During the program’s first decade, the Zero Robotics Tournaments have helped nearly 20,000 students from 30 U.S. states and 18 countries learn to code on the SPHERE platform, providing opportunities to contribute to real ISS missions and to work with mentors to design, implement and operate robots. This has enabled Zero Robotics to act as a bridge between students and leaders in the space industry – scientists, engineers and other professionals at the forefront of science and engineering – and to inspire students to become themselves leaders and mentors.
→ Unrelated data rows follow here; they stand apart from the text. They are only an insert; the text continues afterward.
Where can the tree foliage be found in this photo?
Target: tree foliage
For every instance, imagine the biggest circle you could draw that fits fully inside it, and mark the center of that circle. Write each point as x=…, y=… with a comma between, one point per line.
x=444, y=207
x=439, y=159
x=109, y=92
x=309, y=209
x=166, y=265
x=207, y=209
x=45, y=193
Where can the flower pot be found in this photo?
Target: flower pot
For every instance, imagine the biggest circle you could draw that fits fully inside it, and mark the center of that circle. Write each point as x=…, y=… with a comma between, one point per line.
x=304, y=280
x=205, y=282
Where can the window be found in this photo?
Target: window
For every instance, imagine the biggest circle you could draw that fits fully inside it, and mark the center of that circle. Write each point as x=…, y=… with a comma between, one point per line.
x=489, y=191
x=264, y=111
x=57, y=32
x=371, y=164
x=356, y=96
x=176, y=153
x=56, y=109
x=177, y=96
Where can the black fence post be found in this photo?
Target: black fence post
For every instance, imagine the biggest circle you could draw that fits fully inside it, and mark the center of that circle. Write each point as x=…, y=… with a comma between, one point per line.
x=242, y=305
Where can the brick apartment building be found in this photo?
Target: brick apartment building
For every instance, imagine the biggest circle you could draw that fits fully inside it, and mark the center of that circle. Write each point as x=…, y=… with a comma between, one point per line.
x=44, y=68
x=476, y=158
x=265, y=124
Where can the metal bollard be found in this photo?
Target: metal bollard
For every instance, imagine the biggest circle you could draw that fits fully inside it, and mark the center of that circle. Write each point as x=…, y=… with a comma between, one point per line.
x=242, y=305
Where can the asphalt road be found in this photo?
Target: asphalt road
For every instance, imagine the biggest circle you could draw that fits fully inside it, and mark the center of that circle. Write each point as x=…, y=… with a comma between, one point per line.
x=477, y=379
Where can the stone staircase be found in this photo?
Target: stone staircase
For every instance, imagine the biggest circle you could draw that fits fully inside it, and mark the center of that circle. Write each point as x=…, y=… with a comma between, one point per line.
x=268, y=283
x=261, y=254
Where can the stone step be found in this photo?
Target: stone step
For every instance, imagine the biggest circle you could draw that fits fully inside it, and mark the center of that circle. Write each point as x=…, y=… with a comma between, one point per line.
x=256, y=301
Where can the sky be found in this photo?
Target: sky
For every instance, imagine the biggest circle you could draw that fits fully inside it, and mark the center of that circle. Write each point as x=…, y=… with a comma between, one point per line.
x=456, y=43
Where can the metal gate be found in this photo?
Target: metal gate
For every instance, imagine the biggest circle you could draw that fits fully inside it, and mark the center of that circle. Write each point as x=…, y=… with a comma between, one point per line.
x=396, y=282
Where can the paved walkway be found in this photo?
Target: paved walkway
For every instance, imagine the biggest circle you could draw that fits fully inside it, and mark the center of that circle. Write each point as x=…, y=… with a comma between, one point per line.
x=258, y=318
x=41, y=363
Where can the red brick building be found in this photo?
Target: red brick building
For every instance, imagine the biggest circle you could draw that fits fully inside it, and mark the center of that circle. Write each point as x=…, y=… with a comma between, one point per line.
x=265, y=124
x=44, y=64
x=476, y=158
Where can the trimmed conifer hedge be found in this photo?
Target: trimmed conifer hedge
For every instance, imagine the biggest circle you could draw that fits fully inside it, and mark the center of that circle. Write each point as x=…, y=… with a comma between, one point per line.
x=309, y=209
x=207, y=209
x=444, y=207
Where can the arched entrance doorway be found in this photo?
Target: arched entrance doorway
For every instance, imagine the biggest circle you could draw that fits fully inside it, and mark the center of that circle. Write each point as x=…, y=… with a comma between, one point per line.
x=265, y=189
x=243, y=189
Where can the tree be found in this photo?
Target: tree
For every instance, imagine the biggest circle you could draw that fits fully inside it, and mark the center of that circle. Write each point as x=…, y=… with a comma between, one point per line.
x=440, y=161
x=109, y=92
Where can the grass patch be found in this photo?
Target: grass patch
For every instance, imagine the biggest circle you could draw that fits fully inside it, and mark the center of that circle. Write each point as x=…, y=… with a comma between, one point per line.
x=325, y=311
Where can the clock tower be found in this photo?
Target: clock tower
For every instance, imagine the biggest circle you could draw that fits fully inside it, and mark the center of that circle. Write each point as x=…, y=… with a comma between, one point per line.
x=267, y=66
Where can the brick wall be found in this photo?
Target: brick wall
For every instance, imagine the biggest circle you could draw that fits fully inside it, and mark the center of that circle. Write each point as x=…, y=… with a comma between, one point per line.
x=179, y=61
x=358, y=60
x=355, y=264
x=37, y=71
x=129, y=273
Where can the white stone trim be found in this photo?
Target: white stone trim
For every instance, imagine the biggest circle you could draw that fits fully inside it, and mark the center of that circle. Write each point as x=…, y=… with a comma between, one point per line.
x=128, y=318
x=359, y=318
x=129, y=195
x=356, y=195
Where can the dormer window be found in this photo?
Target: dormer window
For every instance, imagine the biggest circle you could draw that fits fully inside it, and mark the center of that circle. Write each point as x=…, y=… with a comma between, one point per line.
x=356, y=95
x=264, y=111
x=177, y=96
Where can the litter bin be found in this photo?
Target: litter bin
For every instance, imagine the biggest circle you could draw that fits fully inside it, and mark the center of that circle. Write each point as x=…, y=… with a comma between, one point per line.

As the SPHERES program retired from the ISS in 2019, Dr Wood is working with the Center for the Advancement of Science in Space to access the new Astrobee robotic system. She also won two scholarships from Center for the Advancement of Science in Space to work with its technological development and education programs. Dr Wood has also collaborated with the Navajo Technical University in New Mexico and California State University, Long Beach to secure a Grant of $ 1.18 million from NASA. This grant was awarded for a three-year collaboration to increase the participation of Indigenous and Hispanic students in STEM education, including Zero Robotics.
With this new funding, the Zero Robotics program will fully restart under Dr. Wood’s leadership in 2022. In preparation, MIT and the Aerospace Corporation have collaborated to host a session of the Zero Robotics program last summer.
We are also excited to announce that the Media Lab will host the Boston premiere of Zero gravity, part of the Boston Film Festival 2021. A documentary by filmmaker Thomas Verrette, the film follows a cohort of students from Campbell Middle School near San Jose, Calif., as they compete in the 2017 Zero Robotics tournament.